Tempest still stared at the blurr of window-pane through which Baxter had looked on his future.

"God knows I don't want to judge any man," he said. "But this would be a simpler world if each were responsible for himself only."

Dick whistled softly between shut teeth.

"According to the tenets of common-sense we are," he said. "But what a rotten thing is common-sense. A man doesn't rule himself by it half his days. And when he does he generally gets up to the neck. You leave me alone all you can, Tempest. A man can shoulder the rest of the world—but he can't shoulder his friend. His heart gets in the way there."

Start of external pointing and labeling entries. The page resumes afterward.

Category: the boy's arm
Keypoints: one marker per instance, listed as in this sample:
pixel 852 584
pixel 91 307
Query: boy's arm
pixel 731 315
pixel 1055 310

Tempest left the matter at that, and went over in the next afternoon to see Jennifer. He had developed a habit of going to see Jennifer when his work called him in that direction, and this day he found Slicker on the table in the little sitting-room eating the last half-dried saskatoons from the hill out of a shining tin pan. Jennifer was in the window-seat with that cheerful busyness of work about her which reminded Tempest of long ago home-days. The red of a late fall sunset was behind her, sharply distinct on lake and sky, on hills and marshy foreground; and the red of it was in the rough ends of her cloudy hair which glowed until they called a witticism from Slicker.

Jennifer was unabashed. She bit off an end of thead with her sharp little teeth.